Use service references in the AppHost to handle service discovery. Do not hardcode endpoints or rely on environment variables. Let Aspire inject them. This keeps your code clean and your configuration centralized.

Plan for resilience early. Agentic systems often have unpredictable latencies due to LLM calls and external dependencies. Use retry policies and circuit breakers to handle transient failures gracefully. Aspire’s observability makes it easy to tune these policies based on real data.

The Bigger Picture: Agentic Architecture as Distributed Systems

The AlpineAI demo crystallizes an important shift in how we think about AI applications. They are not monolithic inference engines. They are distributed systems where multiple specialized agents coordinate to solve complex problems. Each agent is a service. Services need infrastructure. Aspire provides that infrastructure with a unified model, built-in service discovery, and comprehensive observability.

As agentic AI becomes more central to production applications, the infrastructure layer becomes as important as the AI layer. Aspire gives you that infrastructure layer without the overhead of learning Kubernetes manifests or complex deployment orchestration.

The lesson from AlpineAI is simple but powerful: treat your agents as services, declare them in Aspire, and let the platform handle the rest. Your future self debugging a production issue will appreciate the clarity and observability you get in return.

What is Microsoft Agent Framework and how does it fit into Aspire?

Microsoft Agent Framework is a library for building AI agents in .NET. Agents are services that can use tools, call LLMs, and maintain state. In Aspire, each agent becomes a separate service declared in the AppHost. Aspire handles the orchestration, service discovery, and observability of those agents.

Can I use Aspire with agents that are not built with Microsoft Agent Framework?

Yes. Aspire works with any .NET service or any containerized service. You can mix Microsoft Agent Framework agents, Foundry prompt agents, Python services, Go services, and anything else. Aspire treats them all as services and provides the same service discovery and observability.

Do I need to use Azure Container Apps to deploy Aspire applications?

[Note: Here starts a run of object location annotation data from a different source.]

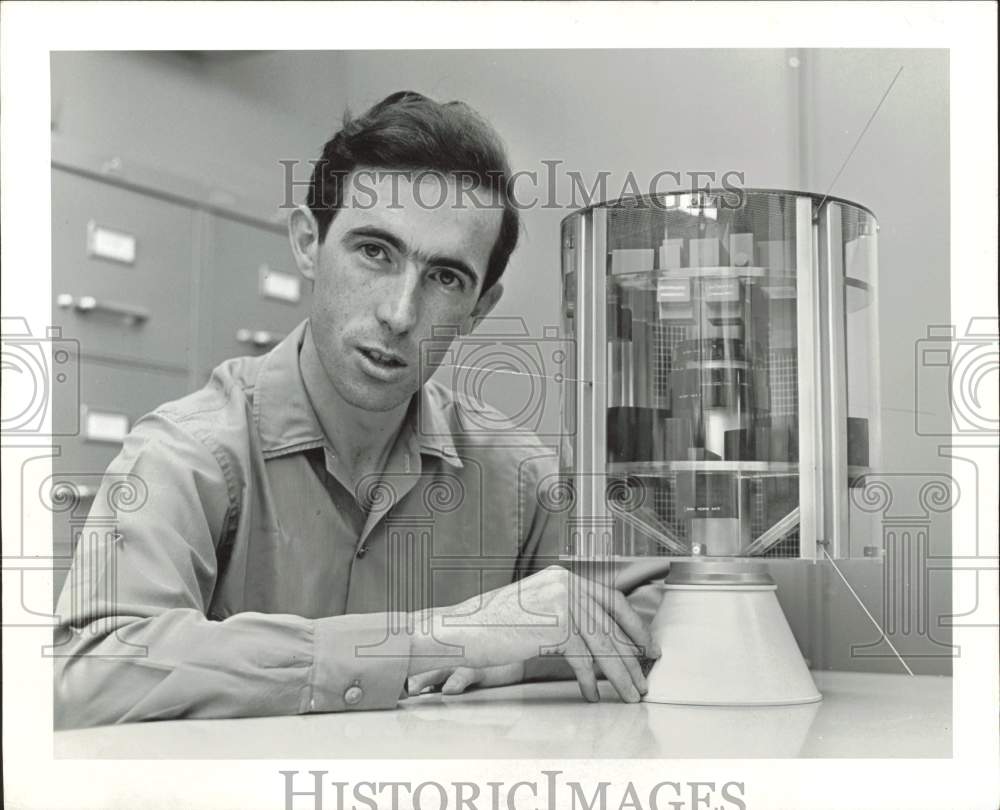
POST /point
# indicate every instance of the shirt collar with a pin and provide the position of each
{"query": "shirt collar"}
(287, 423)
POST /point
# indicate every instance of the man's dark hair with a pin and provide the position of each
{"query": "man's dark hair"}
(409, 132)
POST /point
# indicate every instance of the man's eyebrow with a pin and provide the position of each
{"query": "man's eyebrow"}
(458, 265)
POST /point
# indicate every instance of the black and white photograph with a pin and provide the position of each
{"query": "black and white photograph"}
(512, 405)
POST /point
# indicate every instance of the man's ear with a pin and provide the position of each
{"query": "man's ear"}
(484, 306)
(303, 233)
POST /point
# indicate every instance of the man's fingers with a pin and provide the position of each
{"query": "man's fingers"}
(633, 629)
(426, 681)
(578, 657)
(599, 632)
(460, 680)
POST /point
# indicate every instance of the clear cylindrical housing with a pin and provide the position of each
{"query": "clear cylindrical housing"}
(726, 393)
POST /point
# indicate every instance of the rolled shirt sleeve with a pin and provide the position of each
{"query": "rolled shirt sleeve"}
(134, 641)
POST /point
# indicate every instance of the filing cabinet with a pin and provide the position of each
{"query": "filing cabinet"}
(112, 399)
(158, 282)
(254, 294)
(122, 264)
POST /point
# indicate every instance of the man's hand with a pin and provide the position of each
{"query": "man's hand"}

No. Aspire can deploy to any container orchestration platform: Kubernetes, Azure Container Apps, Docker Compose, or even traditional VMs. The AppHost is platform-agnostic. You write your application once and deploy it to the target platform of your choice.

How does OpenTelemetry tracing work across multiple agent services?

Each service emits traces to a common OpenTelemetry collector. The Aspire dashboard aggregates these traces and correlates them using trace IDs. When a request flows through multiple agents, the same trace ID follows it through the entire chain, giving you end-to-end visibility.

Is Aspire suitable for production workloads, or is it mainly for development?

Aspire is designed for both development and production. The local Aspire dashboard is primarily for development, but the infrastructure patterns and service definitions apply to production deployments. Many teams use the same AppHost for local development and production deployment.